The Dynamitron is an electrostatic particle accelerator invented by Marshal Cleland in 1956 at Washington University in St. Louis and manufactured by Electron Equipment Experts LLC.
  It is similar to a Cockcroft-Walton accelerator, using a series capacitor-diode ladder network to generate a high DC voltage on an electrode, which accelerates particles through an evacuated beam tube between the electrode and a target at ground potential. However instead of being powered at one end as in the Cockcroft-Walton, the capacitive ladder is charged in parallel electrostatically by a high frequency oscillating voltage applied between two long half-cylindrical electrodes on either side of the ladder column, which induce voltage in semicircular corona rings attached to each end of the diode rectifier tubes. in combination with an inductor this structure forms a resonant tank circuit for the oscillator providing the voltage, at a frequency of 100 kHz. The alternating voltage across the diodes pumps charge in one direction up the series stack of diodes to the high voltage electrode as in the Cockcroft-Walton circuit. The advantage of this design is that it can produce higher beam currents than the Cockcroft-Walton design, up to hundreds of milliamperes, and the high frequency reduces the ripple on the accelerating voltage. The accelerator stack is inside a tank of pressurized sulfur hexafluoride gas for insulation. It can accelerate either electrons or positive ions, and tandem versions have been built.

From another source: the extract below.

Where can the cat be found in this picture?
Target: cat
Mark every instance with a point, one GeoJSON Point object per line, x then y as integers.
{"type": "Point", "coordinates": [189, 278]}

The Dynamitron is made in several models with output energies from 0.5 to 5 MeV and beam power from 50 to 200 kW. Its main use is in industrial irradiation applications; the most common are polymer crosslinking for production of heat shrink tubing, and shrink wrap plastic film for food packaging, sterilization, and curing of plastic foam and tire components. Around 200 units are in operation, primarily in the US. A number have been installed in university research settings including the University of Birmingham in the UK and Tohoku University in Japan A modern research application for Dynamitrons is as a high intensity neutron source. They are particularly suited for neutron production via the Lithium (p,n) reaction with potential applications in neutron imaging, activation analysis and Boron Neutron Capture Therapy.